I also offer a monthly subscription at the following location:
http://hyperdiversification.com/subscribe.aspx
December 27th, 2007 at 1:55 pm
The book is fabulous. Paul specifically tells you try the investing with “fake money” on his spreadsheets. Do this for about 6 months or so. How hard is it to follow directions. My 9 y/o daughter read the book and does the investing on the spreadsheet found on Paul’s website. She uses “fake money”. Hell, if her money were “real” she would have a gain of 25.4% since April 11, 2007. Why all the negative comments is beyond me. FOLLOW DIRECTIONS. Thank God for the book -
July 23rd, 2008 at 4:53 pm
I have developed software based on the theory in Mr. Phil Town’s book “Rule #1”. My software can automatically acquire Big5 numbers from the web and to calculate the real worth of the stock. The only thing that the user needs input is the stock symbol. I am looking for serious investor(s) to help to improve/commercialize the software.

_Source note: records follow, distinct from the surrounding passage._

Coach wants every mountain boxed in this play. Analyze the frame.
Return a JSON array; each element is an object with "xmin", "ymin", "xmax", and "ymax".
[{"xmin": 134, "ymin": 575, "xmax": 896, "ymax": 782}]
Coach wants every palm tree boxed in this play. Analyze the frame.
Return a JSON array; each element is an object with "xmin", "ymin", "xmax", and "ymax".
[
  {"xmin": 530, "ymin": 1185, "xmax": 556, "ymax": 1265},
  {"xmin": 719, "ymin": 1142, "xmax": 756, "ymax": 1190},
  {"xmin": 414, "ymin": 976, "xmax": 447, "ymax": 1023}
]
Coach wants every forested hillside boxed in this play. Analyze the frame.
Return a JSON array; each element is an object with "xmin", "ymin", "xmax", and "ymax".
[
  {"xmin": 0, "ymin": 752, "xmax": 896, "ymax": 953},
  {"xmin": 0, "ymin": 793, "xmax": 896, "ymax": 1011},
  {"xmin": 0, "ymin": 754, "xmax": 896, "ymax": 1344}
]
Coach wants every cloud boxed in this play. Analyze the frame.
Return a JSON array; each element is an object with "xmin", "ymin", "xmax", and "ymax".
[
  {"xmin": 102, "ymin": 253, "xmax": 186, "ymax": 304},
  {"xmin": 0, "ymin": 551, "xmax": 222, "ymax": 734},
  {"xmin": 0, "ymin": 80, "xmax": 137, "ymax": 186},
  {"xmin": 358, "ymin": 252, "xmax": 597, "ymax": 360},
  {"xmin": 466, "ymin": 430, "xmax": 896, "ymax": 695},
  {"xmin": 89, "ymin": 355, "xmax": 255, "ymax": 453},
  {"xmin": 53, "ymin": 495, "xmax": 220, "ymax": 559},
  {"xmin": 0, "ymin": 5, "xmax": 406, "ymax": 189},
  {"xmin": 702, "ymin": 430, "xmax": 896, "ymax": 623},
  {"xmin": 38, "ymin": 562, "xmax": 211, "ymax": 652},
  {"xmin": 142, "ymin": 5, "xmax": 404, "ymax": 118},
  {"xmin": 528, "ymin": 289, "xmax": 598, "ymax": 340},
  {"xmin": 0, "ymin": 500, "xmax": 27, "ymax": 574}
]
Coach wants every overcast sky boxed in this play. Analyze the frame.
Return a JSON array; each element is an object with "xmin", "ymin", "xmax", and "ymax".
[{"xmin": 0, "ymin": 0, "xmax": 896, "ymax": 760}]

July 26th, 2008 at 6:42 pm
Hey Jian-ping Gu,
I would love to take a look at this software, I’ve been a follower of Rule #1 investing for a while and I may be able to help you point out flaws if any, email me, hafmanhafamazin03@yahoo.com
August 24th, 2008 at 7:59 pm
Phil Town is an utter moron who is making ridiculous money off of the same types of people who play the lottery every day or throw a ton of money into casinos.
I saw this clown on a CNBC presentation about a year ago. He went on some rant about how mutual funds are a “scam” and steal money from you (aside: which in certain cases is somewhat accurate but certainly not in all fund families). The idiot then proceeded to throw out 3 stock picks which he said should be trading at double their value: Walgreens (WAG), UnitedHealthcare (UNH) and Healthway, Inc (HWAY).
Check those symbols for a 1+ year chart to see the great Phil Town’s work.